Lifestyle

Scientists Report They've 'Cured' Second Patient Of HIV

by Sarah Aswell
Image via Westend61/Getty Images

After a bone marrow transplant, the deadly HIV virus can no longer be detected in the patient’s body

For only the second time in over decade, scientists have reported that they’ve “cured” HIV in a patient, completely eliminating the virus from the man’s body through a bone marrow transplant. While the news likely won’t lead to a widespread cure in upcoming years, for a couple of reasons, it’s still a big leap forward in HIV and AIDS research.

The cure announcement was made in a report published in Nature, from a group of researchers working at University College London.

In this most recent case, doctors performed a bone marrow transplant (also known as a stem cell transplant) on a patient suffering from both HIV and Hodgkin’s lymphoma, a common cancer. The person who donated their stem cells had a CCR5 gene mutation, which protects the small percentage of the population that carries it from the most common strain of HIV. Very basically, the man (who is remaining anonymous) was given a new immune system that protected him from the virus.

The man was diagnosed with HIV in 2003 and cancer in 2012. He underwent the stem cell transplant 18 months ago and now shows no trace of the virus in his body. Two months ago, he stopped taking the anti-viral medications that most HIV patients are on to manage the disease.

“I feel a sense of responsibility to help the doctors understand how it happened so they can develop the science,” he told The New York Times. “I never thought that there would be a cure during my lifetime.”

He also said that being cured of both cancer and HIV was “surreal” and “overwhelming.”

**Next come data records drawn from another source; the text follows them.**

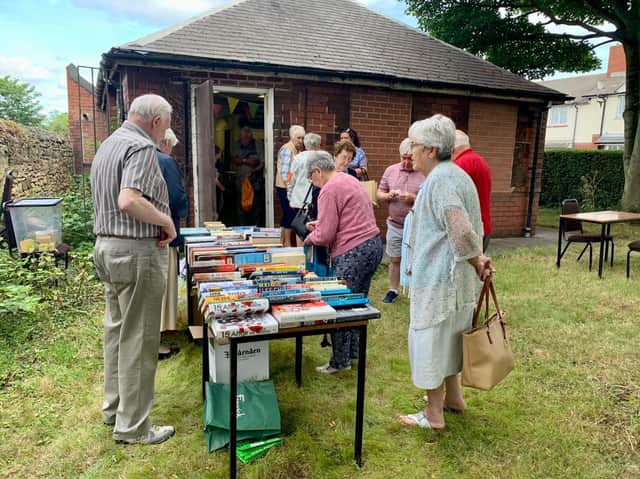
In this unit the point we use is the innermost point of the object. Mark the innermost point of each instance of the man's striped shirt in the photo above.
(127, 159)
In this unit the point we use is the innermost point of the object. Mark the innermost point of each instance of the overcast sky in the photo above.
(41, 37)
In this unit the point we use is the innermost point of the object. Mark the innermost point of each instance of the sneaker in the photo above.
(390, 297)
(156, 435)
(327, 369)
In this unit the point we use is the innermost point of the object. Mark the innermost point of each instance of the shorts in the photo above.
(287, 212)
(394, 241)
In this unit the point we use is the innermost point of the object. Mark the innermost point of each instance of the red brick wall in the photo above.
(503, 132)
(82, 119)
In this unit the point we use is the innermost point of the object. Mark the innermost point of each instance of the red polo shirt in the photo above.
(476, 167)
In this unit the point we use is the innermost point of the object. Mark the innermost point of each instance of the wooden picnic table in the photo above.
(605, 219)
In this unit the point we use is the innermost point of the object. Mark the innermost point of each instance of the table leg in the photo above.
(205, 357)
(601, 257)
(362, 365)
(299, 361)
(233, 403)
(189, 298)
(559, 242)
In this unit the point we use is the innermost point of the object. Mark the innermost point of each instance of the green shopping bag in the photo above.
(257, 412)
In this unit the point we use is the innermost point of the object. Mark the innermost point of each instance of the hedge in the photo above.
(563, 168)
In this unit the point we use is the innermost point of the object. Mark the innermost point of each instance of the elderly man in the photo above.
(247, 158)
(399, 186)
(478, 169)
(133, 228)
(286, 154)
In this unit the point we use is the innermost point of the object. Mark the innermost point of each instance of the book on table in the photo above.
(295, 314)
(251, 325)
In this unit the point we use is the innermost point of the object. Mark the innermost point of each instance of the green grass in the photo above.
(569, 409)
(549, 217)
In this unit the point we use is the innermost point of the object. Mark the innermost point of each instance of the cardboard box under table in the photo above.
(358, 319)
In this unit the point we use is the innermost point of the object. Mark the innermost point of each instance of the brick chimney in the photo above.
(617, 63)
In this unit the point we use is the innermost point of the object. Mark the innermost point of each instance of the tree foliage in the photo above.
(535, 38)
(58, 123)
(19, 102)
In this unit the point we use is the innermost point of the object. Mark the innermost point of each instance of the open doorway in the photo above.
(233, 148)
(239, 135)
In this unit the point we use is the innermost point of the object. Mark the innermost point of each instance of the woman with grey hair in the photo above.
(299, 184)
(446, 267)
(347, 225)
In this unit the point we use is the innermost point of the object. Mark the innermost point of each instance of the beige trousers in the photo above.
(170, 299)
(134, 274)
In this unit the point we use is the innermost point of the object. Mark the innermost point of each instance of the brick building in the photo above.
(328, 65)
(87, 122)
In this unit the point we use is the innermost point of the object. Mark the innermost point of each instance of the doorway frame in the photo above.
(268, 106)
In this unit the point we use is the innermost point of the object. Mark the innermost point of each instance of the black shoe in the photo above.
(173, 350)
(390, 297)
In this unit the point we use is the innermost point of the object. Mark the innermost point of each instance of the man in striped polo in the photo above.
(133, 228)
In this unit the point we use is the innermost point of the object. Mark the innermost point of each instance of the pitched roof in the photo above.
(583, 86)
(332, 36)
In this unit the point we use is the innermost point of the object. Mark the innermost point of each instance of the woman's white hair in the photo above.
(170, 138)
(312, 141)
(150, 105)
(296, 130)
(405, 147)
(320, 159)
(437, 131)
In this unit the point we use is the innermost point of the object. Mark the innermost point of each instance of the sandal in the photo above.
(446, 408)
(420, 420)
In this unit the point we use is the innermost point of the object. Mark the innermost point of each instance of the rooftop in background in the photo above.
(330, 37)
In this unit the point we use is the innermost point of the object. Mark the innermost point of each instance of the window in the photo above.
(558, 115)
(621, 102)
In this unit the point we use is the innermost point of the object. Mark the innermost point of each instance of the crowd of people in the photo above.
(438, 227)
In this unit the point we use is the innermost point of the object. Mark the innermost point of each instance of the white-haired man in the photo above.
(399, 186)
(133, 228)
(286, 154)
(478, 169)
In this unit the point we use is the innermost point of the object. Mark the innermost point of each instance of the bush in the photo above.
(594, 177)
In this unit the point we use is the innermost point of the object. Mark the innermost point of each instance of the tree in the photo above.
(514, 34)
(58, 123)
(19, 102)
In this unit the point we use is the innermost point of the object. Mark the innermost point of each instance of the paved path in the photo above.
(543, 237)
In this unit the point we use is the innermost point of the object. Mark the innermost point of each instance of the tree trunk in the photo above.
(631, 195)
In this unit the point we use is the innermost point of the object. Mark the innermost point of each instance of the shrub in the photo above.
(594, 177)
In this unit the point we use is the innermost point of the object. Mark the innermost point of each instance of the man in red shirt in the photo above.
(478, 169)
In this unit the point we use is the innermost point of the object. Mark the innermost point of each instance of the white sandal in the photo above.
(420, 420)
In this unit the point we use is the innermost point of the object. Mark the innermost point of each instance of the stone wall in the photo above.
(41, 161)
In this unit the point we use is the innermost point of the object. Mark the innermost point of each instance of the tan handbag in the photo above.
(486, 353)
(371, 187)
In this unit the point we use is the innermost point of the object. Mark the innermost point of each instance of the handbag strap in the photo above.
(487, 290)
(304, 202)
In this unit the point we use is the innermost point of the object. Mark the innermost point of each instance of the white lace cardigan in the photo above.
(446, 231)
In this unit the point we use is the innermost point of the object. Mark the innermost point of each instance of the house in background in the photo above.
(327, 65)
(87, 123)
(593, 119)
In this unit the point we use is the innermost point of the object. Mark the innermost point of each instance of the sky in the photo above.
(41, 37)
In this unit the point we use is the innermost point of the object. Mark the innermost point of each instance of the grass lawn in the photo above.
(570, 409)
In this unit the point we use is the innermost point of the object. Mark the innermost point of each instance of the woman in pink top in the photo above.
(347, 225)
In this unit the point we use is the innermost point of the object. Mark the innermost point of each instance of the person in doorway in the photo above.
(247, 158)
(179, 207)
(359, 161)
(478, 169)
(286, 154)
(398, 187)
(446, 266)
(347, 225)
(133, 228)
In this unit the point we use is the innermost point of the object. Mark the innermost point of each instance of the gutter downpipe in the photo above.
(534, 172)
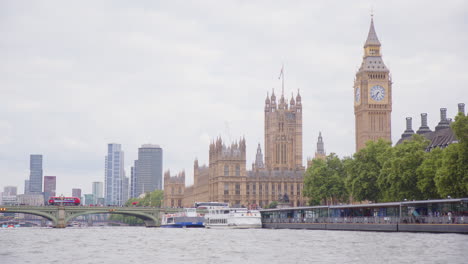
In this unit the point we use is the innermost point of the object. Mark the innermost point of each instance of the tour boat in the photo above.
(220, 215)
(188, 218)
(10, 225)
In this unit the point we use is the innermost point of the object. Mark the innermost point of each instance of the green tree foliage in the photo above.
(364, 169)
(324, 181)
(398, 178)
(427, 172)
(380, 172)
(452, 177)
(153, 199)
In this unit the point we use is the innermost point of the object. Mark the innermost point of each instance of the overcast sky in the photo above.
(77, 75)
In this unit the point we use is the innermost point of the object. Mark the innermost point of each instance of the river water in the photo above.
(160, 245)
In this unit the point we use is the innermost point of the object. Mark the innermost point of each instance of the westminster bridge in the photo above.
(61, 215)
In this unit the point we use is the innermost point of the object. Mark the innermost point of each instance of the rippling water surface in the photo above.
(154, 245)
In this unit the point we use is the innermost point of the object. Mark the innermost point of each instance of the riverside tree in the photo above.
(364, 169)
(324, 181)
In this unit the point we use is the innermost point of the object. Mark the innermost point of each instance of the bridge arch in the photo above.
(46, 215)
(149, 220)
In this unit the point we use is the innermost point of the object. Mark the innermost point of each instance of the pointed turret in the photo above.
(423, 128)
(409, 128)
(443, 123)
(298, 98)
(259, 158)
(273, 100)
(372, 39)
(320, 146)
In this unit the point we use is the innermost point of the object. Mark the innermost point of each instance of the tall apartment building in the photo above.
(76, 192)
(147, 172)
(26, 186)
(114, 174)
(50, 186)
(98, 191)
(226, 179)
(283, 133)
(35, 175)
(10, 190)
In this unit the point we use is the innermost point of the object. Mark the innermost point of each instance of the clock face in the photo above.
(377, 93)
(358, 95)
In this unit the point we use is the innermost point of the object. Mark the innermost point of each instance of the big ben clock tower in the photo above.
(372, 94)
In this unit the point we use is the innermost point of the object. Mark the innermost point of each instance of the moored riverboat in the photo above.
(220, 215)
(186, 219)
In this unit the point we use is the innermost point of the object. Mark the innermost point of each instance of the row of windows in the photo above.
(376, 76)
(236, 191)
(226, 170)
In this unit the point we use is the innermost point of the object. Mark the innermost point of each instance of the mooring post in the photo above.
(61, 217)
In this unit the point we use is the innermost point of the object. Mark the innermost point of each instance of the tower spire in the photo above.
(372, 39)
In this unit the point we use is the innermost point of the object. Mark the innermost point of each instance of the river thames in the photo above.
(159, 245)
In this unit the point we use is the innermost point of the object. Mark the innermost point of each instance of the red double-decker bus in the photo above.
(64, 200)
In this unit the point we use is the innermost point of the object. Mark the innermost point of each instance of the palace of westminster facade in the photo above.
(281, 173)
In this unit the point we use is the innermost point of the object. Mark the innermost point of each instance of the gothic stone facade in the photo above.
(372, 95)
(226, 178)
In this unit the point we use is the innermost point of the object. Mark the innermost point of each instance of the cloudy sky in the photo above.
(77, 75)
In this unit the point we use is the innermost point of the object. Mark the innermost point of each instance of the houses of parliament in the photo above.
(280, 175)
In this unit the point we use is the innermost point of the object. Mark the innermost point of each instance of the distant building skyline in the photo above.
(76, 192)
(10, 190)
(114, 174)
(147, 172)
(50, 186)
(35, 175)
(98, 190)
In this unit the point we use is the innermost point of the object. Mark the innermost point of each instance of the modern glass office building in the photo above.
(147, 172)
(98, 190)
(35, 175)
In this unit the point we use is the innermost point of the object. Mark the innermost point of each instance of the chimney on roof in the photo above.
(409, 130)
(423, 128)
(461, 108)
(444, 123)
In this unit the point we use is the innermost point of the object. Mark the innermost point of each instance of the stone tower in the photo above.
(320, 153)
(227, 173)
(372, 94)
(283, 133)
(258, 165)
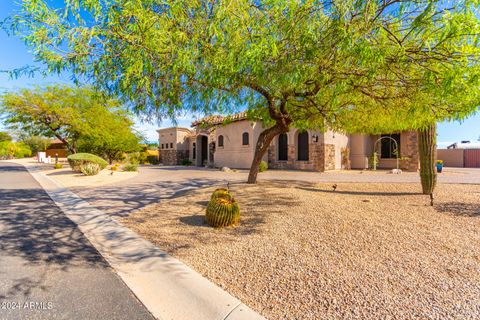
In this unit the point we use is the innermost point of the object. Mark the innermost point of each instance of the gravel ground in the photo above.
(366, 251)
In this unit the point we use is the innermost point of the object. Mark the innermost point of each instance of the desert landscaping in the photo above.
(304, 251)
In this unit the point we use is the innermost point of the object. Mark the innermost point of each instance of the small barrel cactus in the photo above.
(221, 193)
(222, 212)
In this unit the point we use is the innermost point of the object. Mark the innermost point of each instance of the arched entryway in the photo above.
(302, 146)
(283, 147)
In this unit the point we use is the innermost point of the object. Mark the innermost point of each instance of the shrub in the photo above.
(222, 212)
(262, 167)
(221, 193)
(90, 168)
(186, 162)
(152, 159)
(77, 159)
(130, 167)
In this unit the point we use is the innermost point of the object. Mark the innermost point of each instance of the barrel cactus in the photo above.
(222, 211)
(221, 193)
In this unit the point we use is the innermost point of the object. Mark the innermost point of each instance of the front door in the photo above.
(204, 151)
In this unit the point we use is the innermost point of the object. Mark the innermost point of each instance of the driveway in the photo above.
(154, 183)
(48, 269)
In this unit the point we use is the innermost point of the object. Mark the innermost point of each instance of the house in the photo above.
(230, 142)
(56, 148)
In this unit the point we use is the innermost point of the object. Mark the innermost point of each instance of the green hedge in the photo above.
(77, 159)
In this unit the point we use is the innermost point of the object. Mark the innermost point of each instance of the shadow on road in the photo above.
(34, 228)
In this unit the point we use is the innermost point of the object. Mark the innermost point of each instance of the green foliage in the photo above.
(186, 162)
(130, 167)
(10, 149)
(90, 168)
(263, 166)
(78, 159)
(339, 64)
(222, 210)
(352, 66)
(36, 143)
(81, 117)
(5, 136)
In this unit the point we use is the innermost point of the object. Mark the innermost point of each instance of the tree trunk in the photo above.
(261, 148)
(427, 150)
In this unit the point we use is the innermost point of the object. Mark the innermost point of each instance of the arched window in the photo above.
(302, 145)
(220, 141)
(283, 147)
(245, 139)
(389, 147)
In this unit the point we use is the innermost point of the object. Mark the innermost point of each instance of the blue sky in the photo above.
(14, 54)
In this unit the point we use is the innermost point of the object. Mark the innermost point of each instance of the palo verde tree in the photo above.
(72, 115)
(307, 64)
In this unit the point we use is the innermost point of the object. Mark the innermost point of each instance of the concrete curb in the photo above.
(168, 288)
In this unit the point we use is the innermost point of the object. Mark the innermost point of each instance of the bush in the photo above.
(186, 162)
(152, 159)
(90, 168)
(77, 159)
(222, 211)
(262, 167)
(130, 167)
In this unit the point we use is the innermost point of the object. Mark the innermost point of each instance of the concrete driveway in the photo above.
(48, 269)
(154, 183)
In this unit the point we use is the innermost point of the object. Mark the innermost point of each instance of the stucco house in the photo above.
(232, 144)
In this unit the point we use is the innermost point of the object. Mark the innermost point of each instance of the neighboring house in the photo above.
(464, 154)
(211, 142)
(56, 148)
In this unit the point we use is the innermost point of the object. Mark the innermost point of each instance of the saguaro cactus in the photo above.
(427, 146)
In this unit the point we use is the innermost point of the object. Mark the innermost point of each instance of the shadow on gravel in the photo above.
(459, 209)
(361, 193)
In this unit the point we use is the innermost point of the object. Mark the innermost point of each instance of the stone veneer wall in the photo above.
(321, 157)
(173, 157)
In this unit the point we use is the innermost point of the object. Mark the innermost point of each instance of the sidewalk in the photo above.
(168, 288)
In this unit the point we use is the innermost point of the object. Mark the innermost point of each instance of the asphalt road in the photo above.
(48, 269)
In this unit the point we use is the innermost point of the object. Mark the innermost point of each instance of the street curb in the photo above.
(168, 288)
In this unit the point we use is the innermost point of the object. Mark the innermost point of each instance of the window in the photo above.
(220, 141)
(282, 147)
(302, 145)
(245, 139)
(389, 147)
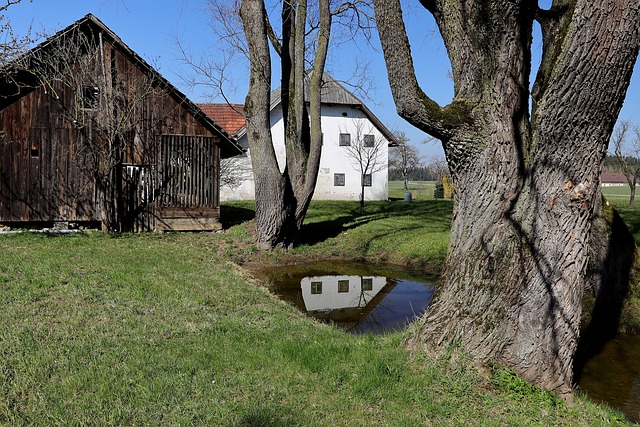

This is only the second time that HIV has been cured in a patient – despite many attempts after the first cure was announced. The first time it happened was with a man named Timothy Ray Brown, also known as the Berlin patient, who was cured in 2007 after a similar stem cell transplant. Twelve years later, though there are some small traces of the virus in some of his cells, he is ostensibly without signs or symptoms of the disease.

Researcher Ravindra Gupta writes, “it is premature to conclude that this patient has been cured,” but at the same time, the virus has been completely eliminated and many researchers are celebrating it as such.

While this is good news, researchers warn that this is only another step on what’s likely a long path toward a viable and easy cure. Stem cell treatments are very risky, difficult, painful, and expensive – and at least at this point, the outcome is far from guaranteed. You also need to find a donor with a CCR5 mutation, which is about one percent of the population. While some cancer patients get stem cell treatments in hopes of a cure, they are usually in a more dire situation than HIV patients, who now can enjoy full lifespans as long as they are properly medicated.

However, doctors stress that while it isn’t an all-out cure, it’s still very good news.

“This will inspire people that cure is not a dream,” Dr. Annemarie Wensing, a virologist at the University Medical Center Utrecht in the Netherlands, told the New York Times. “It’s reachable.”